Qui est Félix C. Scribator ? Sans vouloir écraser Fernand C., écrivain sous une comparaison dont le caractère culturel le rendrait sans doute sarcastique, je dirais que l'identité de Félix C. n'a pas beaucoup plus d'importance que celle du Comte de Lautréamont, dans la mesure où le Je qui parle est ici un anti-Je, un Je éclaté qui se dissimule sous ses excès, une voix qui est faite par toutes les voix et non par une seule. Je veux bien que Félix C. se décrive lui-même avec barbe, cheveux longs et "une jolie p'tite tenue orange et vert-marrron", mais sa voix, elle, récuse toutes les définitions, se met volontairement en dehors de toute limite. Félix C. est partout. Revenant à Tuti Nova "pour crever, c'est dans ses souvenirs d'adolescent qu'il commence à vagabonder, mais le vrai lieu de sa pérégrination coléreuse c'est notre société, ce sont les mots et les maux d'une société à ses yeux ridicule, criminelle, policière, qu'il récuse autant qu'elle l'exclut. Tout cela constitue un fabuleux guignol où les pires imbéciles, tels l'inspecteur Brummell, le colonel Bibi ou les époux Médoc, atteignent à la grandeur épique du théâtre médiéval sicilien. Au milieu de ces grotesques, Félix C. apparaît comme une sorte de Roland des temps modernes, systématiquement non-violent, un virtuose du "ras-le-bol", un libertaire sentimental et tragique qui pousserait la logique cartésienne jusqu'au délire et qui transformerait sa révolte en opéra hilarant. Pour sortir la jeune Marie des griffes monstrueuses des époux Médoc, Félix C. fera appel à toutes les ressources de son imagination et à tous les pouvoirs de son verbe à la fois dérisoire et prophétique, mais tout finira par un Fort Chabrol et la chute du héros "dans la boue, dans le sang, dans les joncs".
Mort et passion, c'est Pierrot le fou (celui de Godard) dans un conte de fées à l'envers qui a fait aussi penser aux horrifiques bandes dessinées du dessinateur Grumb (2). Roman de mésaventures en proie à son propre discours, où le moindre développement de l'action est agrandi démesurément par l'effet d'une voix torrentueuse, lyrique, cinglante, Mort et Passion annonce le retour du roman picaresque, du roman adolescent.
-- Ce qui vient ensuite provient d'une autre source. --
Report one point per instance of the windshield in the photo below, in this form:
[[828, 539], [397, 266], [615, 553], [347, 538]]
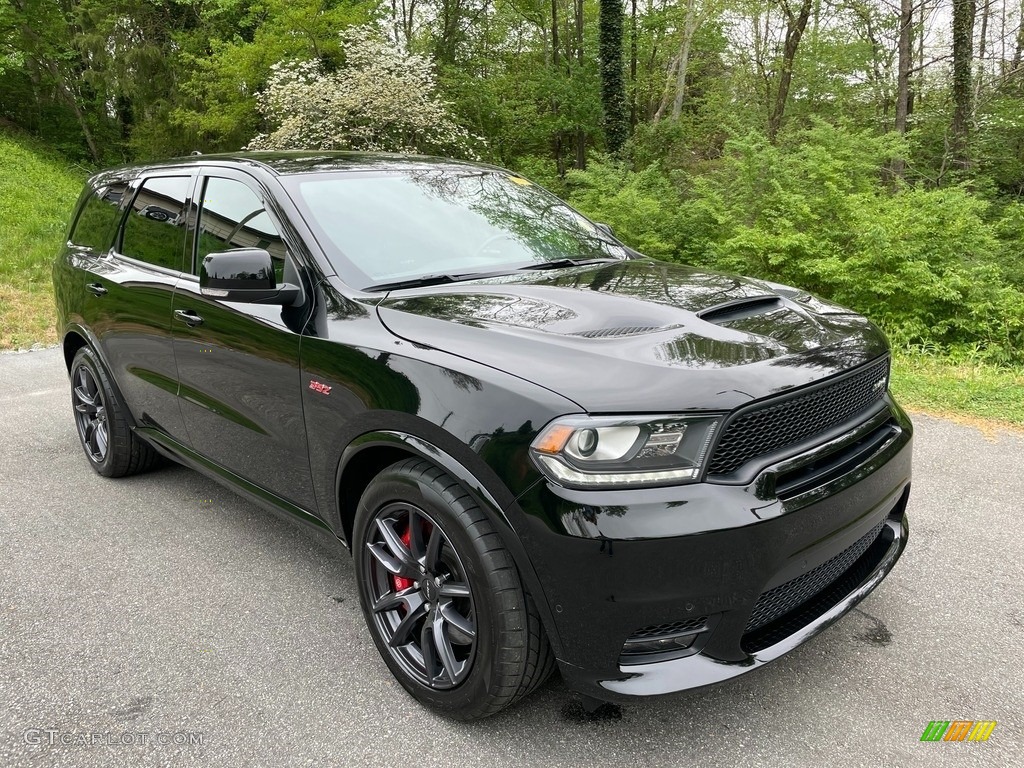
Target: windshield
[[399, 225]]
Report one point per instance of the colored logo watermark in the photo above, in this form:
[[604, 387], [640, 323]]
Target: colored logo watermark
[[958, 730]]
Son héros, ce Superman "fragile, épuisé, tendre jusqu'au ridicule", n'a au fond qu'une seule passion, le livre le grand livre, qui le fera mourir, mais qui lui aura permis de "changer sa vie en la rêvant".


Daniel Oster



1. Jean-Jacques Pauvert (note de l'auteur).
2. Sic pour Crumb (note du Préfet maritime).


Daniel Oster, « Changer sa vie », Les Nouvelles littéraires, n° 2306, 3-9 décembre 1971.